One of the most advanced and latest technologies today is Blockchain. Regardless of whether you haven’t caught wind of Blockchain, you must have heard about Bitcoin; which is one of the utilization of Blockchain. Several countries are now looking at Blockchain as a way to make the elections transparent.
Mistrust on EVM-Ballot
Political parties in India are putting allegations on the Election Commission of India (ECI) for EVM (Electronic Voting Machine) tampering for quite a while now; however ECI has denied reports every time that EVMs have equipment or programming vulnerabilities that can be abused to confer election malpractices, but these charges have unquestionably planted seeds of doubt among the mass. Even VVPAT is brought to use by ECI for providing an audit trail to voters but the mistrust is overpowering such machinery modifications. Parties have started to go back towards time taking, costly and ineffective ballot paper. Perhaps, Blockchain can resolve these issues.
What is blockchain?
Before we dive into how blockchain can be applied into voting, let’s first understand what blockchain is. The blockchain is a decentralized design of a ledger. Information is stored on the user’s system; where there is no centralized database because when the authority is centralized, the security risk is also high. A similar database is repeated in each system in the chain. Each database has blocks of data which are similar to each other.
In blockchain, when a transaction is posted in the chain, it is added as a block in a row identical to the previous one, and a hacker cannot attempt to alter the database. Another critical component is immutability. Each change is performed as an addition to the new block. No alteration/modification can occur.
Voting using Blockchain
In blockchain voting, a vote would be taken into account via blockchain, online ledger where every vote will be registered.
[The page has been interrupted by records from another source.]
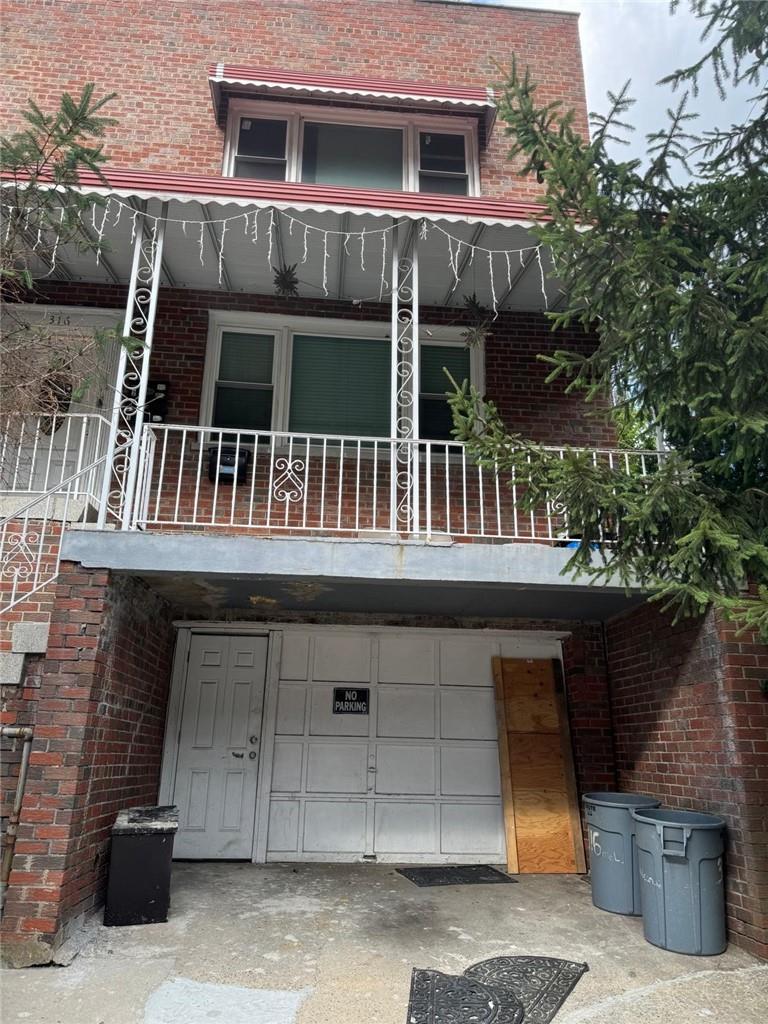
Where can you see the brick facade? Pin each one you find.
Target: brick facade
(676, 711)
(97, 702)
(690, 726)
(515, 377)
(156, 60)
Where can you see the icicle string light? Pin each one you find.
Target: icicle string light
(221, 253)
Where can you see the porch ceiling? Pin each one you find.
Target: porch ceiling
(214, 574)
(205, 595)
(236, 242)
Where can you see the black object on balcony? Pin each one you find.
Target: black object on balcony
(226, 464)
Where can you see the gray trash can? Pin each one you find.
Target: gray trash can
(615, 884)
(680, 859)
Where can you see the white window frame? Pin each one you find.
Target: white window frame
(284, 328)
(297, 116)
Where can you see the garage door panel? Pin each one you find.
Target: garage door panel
(404, 770)
(406, 712)
(404, 828)
(291, 711)
(287, 767)
(467, 828)
(469, 771)
(467, 663)
(283, 835)
(467, 714)
(407, 659)
(337, 768)
(294, 662)
(342, 658)
(323, 722)
(335, 826)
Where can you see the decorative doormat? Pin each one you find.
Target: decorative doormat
(502, 990)
(462, 875)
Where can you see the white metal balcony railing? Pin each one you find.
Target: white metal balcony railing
(39, 453)
(248, 481)
(51, 477)
(199, 477)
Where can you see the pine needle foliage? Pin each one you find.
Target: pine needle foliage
(42, 211)
(671, 271)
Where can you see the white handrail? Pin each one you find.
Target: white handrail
(200, 477)
(31, 537)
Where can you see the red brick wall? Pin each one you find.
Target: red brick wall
(515, 378)
(691, 727)
(155, 56)
(98, 714)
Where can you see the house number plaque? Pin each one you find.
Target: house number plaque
(350, 701)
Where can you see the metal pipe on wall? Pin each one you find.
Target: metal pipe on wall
(25, 733)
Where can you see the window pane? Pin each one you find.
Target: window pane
(435, 420)
(446, 185)
(259, 137)
(244, 409)
(340, 386)
(441, 153)
(246, 357)
(350, 155)
(433, 357)
(260, 169)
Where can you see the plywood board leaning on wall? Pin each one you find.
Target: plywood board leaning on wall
(539, 792)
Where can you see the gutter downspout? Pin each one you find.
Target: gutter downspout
(25, 733)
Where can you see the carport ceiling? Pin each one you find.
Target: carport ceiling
(205, 595)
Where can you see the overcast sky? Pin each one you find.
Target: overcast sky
(640, 40)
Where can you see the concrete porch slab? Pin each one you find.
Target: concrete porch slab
(335, 944)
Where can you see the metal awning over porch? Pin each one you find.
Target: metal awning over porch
(232, 235)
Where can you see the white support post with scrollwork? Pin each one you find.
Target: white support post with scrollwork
(404, 383)
(133, 370)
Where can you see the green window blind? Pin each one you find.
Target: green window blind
(352, 155)
(340, 386)
(244, 388)
(435, 421)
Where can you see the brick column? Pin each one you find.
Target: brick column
(98, 716)
(691, 727)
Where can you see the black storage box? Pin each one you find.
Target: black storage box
(138, 891)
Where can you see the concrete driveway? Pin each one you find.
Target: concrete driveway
(335, 944)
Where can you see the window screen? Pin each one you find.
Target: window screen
(244, 386)
(350, 155)
(340, 386)
(261, 150)
(442, 163)
(435, 420)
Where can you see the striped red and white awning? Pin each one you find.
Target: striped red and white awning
(225, 78)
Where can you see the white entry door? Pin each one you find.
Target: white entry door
(218, 751)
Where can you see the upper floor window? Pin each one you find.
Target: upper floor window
(335, 147)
Every vote will be added as a block where each one is verified by every stakeholder based on agreed algorithms. Vote, rather being kept at a single location, an identical copy of the blockchain is stored on every user’s server. The anonymity of voters, Public key encryption and Audit trail are notable features of Blockchain based voting.
But the question lies, is our nation prepared to embrace blockchain innovation for elections? Without a doubt, there are a few framework challenges. In any case, the projects, for example, Aadhar, e-KYC frameworks which have reached mass on a vast scale, gives an optimistic outlook that there are positive conditions for the implementation of Blockchain. As a first step, it can be practiced for small-scale voting in universities, and in council elections on trial. There are several platforms and applications that are testing and allowing their product to use for blockchain voting.
Movement has begun: Elections on Blockchain
Few nations like the US, Australia, Denmark, and Estonia have begun trials with Block-chain based voting. A few years ago, Colombia allowed Blockchain based referendum for the peace treaty to allow expatriates a voice in the country. In March 2018, Sierra Leone got a lot of attention about voting that had been “blockchain-powered”. Sadly, this was inaccurate. Agora, a Swiss organization with a blockchain-based voting framework provider, was one of the “authorised observer” who independently counted votes and compared it to the main tally in few districts of the nation. It generated a huge hullabaloo for the organization; however, it wasn’t a blockchain voting example. On July 2, 2018, The Municipality Zug, the Swiss city reported that their first localized Blockchain based voting was fruitful.
Agora and different organisations like Horizon State, Votem, and Voatz are building the blockchain innovation arrangements that will enable people to vote in a protected environment, terror-free, with their identity secured and a guarantee that their vote won’t be manipulated. The core of the blockchain in voting is: verifiability, security, and immutability of votes.
Challenges & road ahead
There are a few practical challenges as well. There should be identity confirmation before an individual can cast vote like retina-thumbprint verification, also if votes are being cast from an electronic gadget there should be an alternative for people who requires an option. Also, getting the people to trust and use the new system in our country is going to be the biggest challenge.
Practicalities of voting through blockchain are interesting. It offers the capacity to run elections on low cost, save money on paper ballot, resources, more security, and so forth with enhanced real time results. Russia, Sweden and Switzerland have all been researching on the possibilities to conduct elections on blockchain for better decision making.
Practically, it might be utilized as a mix with traditional voting methods (as people in the UK can vote by post or in person) however, where the majority of voting mass has accessibility to internet, it is a sensible step forward. Time is not far when we would become the last generation to use the EVMs, VVPAT and indelible ink.